DIBBS: Martha Palmer and James Martin
On Oct. 1, $31 million in grants were announced as part of the second year of the Data Infrastructure Building Blocks (DIBBs) program. The program supports the NSF’s priority goals “to improve the nation's capacity in data science by investing in the development of infrastructure, building multi-institutional partnerships to increase the number of U.S. data scientists and augmenting the usefulness and ease of using data. … Many of the benefits of ‘Big Data’ have yet to surface because of a lack of interoperability, missing tools and hardware that is still evolving to meet the diverse needs of scientific communities.”
Nearly $1.5 million of that award went to a cross-disciplinary CU-Boulder project called “Porting Practical Natural Language Processing (NLP) and Machine Learning (ML) Semantics from Biomedicine to the Earth, Ice and Life Sciences.” The research team includes Chris Jenkins of the Institute of Arctic & Alpine Research; Ruth Duerr of the National Snow and Ice Data Center; and Martha Palmer and James Martin of Computer Science.

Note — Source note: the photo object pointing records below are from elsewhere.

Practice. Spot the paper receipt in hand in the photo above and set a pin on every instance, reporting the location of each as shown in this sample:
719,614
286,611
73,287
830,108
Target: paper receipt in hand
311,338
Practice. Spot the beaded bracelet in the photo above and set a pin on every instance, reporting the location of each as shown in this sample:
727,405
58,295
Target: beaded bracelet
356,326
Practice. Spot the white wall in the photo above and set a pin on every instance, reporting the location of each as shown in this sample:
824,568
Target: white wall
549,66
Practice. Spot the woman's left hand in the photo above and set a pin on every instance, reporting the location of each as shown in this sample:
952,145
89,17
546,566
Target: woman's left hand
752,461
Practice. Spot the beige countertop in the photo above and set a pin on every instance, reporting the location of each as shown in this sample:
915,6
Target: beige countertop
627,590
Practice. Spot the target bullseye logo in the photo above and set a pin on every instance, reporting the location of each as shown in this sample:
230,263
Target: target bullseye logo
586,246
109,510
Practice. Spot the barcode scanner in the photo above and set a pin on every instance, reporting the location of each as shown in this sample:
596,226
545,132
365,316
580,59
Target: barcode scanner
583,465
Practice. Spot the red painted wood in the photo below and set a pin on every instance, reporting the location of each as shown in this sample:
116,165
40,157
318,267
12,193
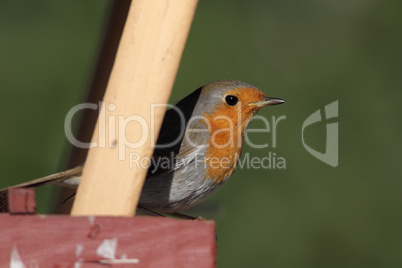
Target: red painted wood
64,241
21,201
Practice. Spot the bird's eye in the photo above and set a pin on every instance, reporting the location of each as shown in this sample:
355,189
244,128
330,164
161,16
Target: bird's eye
231,100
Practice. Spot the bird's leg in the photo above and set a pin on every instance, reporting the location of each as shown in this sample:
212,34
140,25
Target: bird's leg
184,217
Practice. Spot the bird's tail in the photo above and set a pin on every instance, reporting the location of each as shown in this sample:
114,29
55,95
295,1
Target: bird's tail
52,179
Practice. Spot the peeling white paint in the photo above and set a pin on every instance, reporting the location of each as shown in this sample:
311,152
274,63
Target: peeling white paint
15,260
108,248
120,261
79,249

Palmer is serving as the project’s principal investigator, while Martin will be lending his NLP expertise to the effort. He explained that while strides have been made in NLP for educational and medical applications, no one has yet applied it to the vast amounts of data being collected in other sciences.
CyberSEES: Qin Lv
On Oct. 15, $12.5 million in grants were announced through the Cyber-Innovation for Sustainability Science and Engineering (CyberSEES) program. According to the NSF, “the awards aim to advance the science of sustainability in tandem with advances in computing and communication technologies. The (grants) bring together teams of researchers from computer science and other disciplines to develop new tools, technologies and models that advance sustainability science.”
Over $650,000 from the program went to a team of CU-Boulder engineers, including principal investigator Qin (Christine) Lv of Computer Science, Daven Henze and Michael Hannigan of Mechanical and Environmental Engineering, and Li Shang of Electrical, Computer and Energy Eengineering. They will also be working with a colleague of Lv’s from the University of Michigan.
Lv said the collaboration came about because they had all been working on related projects, just on different scales. The team (with the exception ofHenze) had previously received a large CSR grant for personalized air quality sensing, while Henze had been working on modeling techniques to predict air quality in 20-kilometer grid cells.
“We wanted to start looking at how you can connect those and use data already available online to improve models and better predict ozone levels,” she said. “We’re hoping it will lead to better guidance for making personal decisions on how or when you travel, or a better grounding for making government policy changes.”